In Vitro Behavior of Boron-Doped Baghdadite/Poly(vinylidene fluoride) Membrane Scaffolds Produced via Non-Solvent Induced Phase Separation.

This study explores the potential of boron-doped baghdadite (BAG) powders incorporated into poly(vinylidene fluoride) (PVDF)-based membrane scaffolds for bone tissue engineering applications. The aim is to enhance the scaffolds' microstructure, surface wettability, thermal behavior, mechanical properties, and biological performance. Composite scaffolds are fabricated by integrating the powders into the PVDF matrix, yielding scaffolds with enhanced material characteristics and functionality. The incorporation of the powders significantly enhances the hydrophilicity of the scaffolds, as evidenced by a notable reduction in contact angle measurements. Mechanical analyses demonstrate that the addition of boron-doped BAG powders reduces the tensile strength and elongation at the break of PVDF scaffolds, attribute to increased pore size, reduced crystallinity, and structural heterogeneity, though the values remain within the range of human cancellous bone. Furthermore, in vitro bioactivity studies reveal the superior apatite-forming ability of the composite scaffolds, indicating their enhanced potential for biomineralization.
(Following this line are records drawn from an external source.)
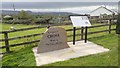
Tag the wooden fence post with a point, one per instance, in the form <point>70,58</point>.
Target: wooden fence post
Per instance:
<point>86,34</point>
<point>82,31</point>
<point>110,26</point>
<point>74,30</point>
<point>6,42</point>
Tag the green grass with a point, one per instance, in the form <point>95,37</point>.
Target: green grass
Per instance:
<point>23,55</point>
<point>104,59</point>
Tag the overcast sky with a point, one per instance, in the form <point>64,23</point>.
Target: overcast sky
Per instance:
<point>75,7</point>
<point>59,0</point>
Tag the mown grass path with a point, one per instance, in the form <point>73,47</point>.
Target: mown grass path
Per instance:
<point>23,55</point>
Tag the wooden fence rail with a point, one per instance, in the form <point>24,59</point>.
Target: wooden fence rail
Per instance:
<point>7,39</point>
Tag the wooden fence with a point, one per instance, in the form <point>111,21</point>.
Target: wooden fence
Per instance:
<point>6,38</point>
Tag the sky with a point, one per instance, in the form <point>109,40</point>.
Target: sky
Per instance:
<point>74,7</point>
<point>59,0</point>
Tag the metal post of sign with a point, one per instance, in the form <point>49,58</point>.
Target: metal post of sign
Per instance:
<point>74,30</point>
<point>86,34</point>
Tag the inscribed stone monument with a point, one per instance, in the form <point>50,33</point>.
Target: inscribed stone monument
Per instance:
<point>53,39</point>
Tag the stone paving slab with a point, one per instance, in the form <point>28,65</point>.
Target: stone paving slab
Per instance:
<point>78,50</point>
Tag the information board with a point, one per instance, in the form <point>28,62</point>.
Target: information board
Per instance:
<point>80,21</point>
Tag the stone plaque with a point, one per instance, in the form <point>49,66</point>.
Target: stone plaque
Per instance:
<point>55,38</point>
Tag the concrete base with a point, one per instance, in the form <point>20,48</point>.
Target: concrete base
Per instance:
<point>78,50</point>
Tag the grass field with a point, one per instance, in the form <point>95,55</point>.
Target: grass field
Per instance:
<point>23,55</point>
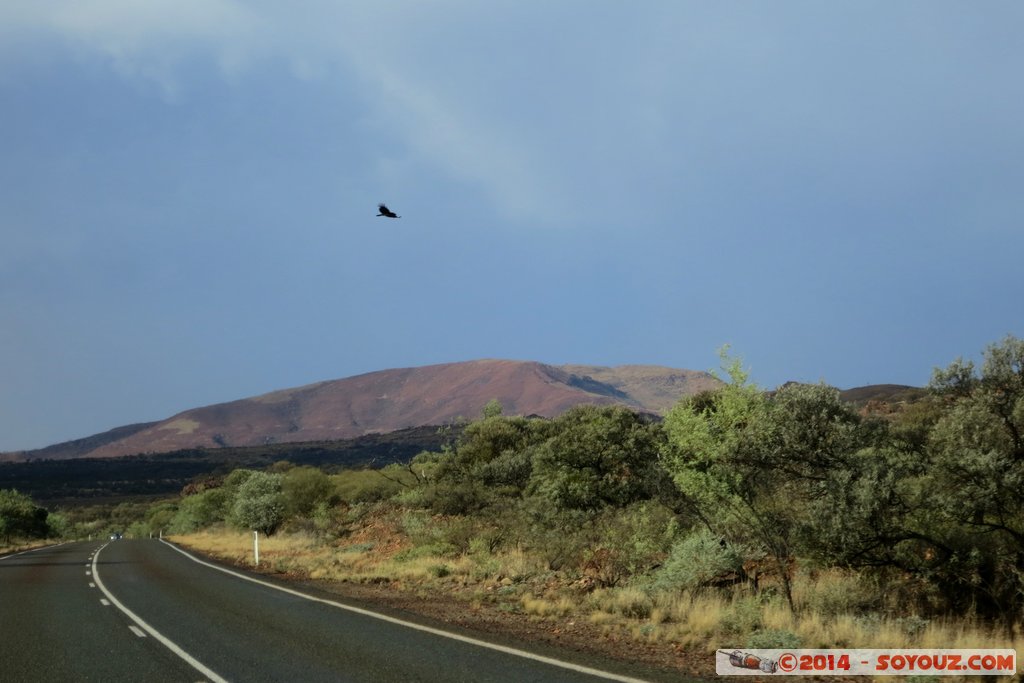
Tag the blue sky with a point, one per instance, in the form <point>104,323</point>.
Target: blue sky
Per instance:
<point>188,189</point>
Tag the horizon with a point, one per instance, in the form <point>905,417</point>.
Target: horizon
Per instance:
<point>713,373</point>
<point>190,189</point>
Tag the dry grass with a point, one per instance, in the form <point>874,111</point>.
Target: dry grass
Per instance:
<point>829,614</point>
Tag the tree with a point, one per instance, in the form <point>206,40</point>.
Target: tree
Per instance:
<point>19,516</point>
<point>977,477</point>
<point>304,487</point>
<point>259,504</point>
<point>754,463</point>
<point>597,456</point>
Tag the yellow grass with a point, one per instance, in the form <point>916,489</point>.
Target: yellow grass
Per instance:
<point>701,621</point>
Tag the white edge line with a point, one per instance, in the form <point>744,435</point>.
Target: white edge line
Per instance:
<point>426,629</point>
<point>32,550</point>
<point>169,644</point>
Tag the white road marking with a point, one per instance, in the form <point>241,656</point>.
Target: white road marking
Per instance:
<point>426,629</point>
<point>169,644</point>
<point>26,552</point>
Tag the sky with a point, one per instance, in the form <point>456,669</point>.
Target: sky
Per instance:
<point>188,189</point>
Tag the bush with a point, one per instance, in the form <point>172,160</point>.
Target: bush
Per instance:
<point>698,560</point>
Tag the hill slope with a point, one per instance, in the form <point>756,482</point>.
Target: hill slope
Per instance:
<point>392,399</point>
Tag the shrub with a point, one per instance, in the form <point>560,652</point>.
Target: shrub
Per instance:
<point>698,560</point>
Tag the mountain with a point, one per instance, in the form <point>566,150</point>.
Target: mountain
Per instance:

The results of the cellular adhesion assays indicate an enhanced affinity and proliferation of cells on the membrane scaffolds, which is indicative of improved biocompatibility. In conclusion, the developed PVDF-based membrane scaffolds, reinforce with BAG powders, show promise as effective alternatives to traditional bone graft materials, offering scalable and versatile solutions for regenerative medicine.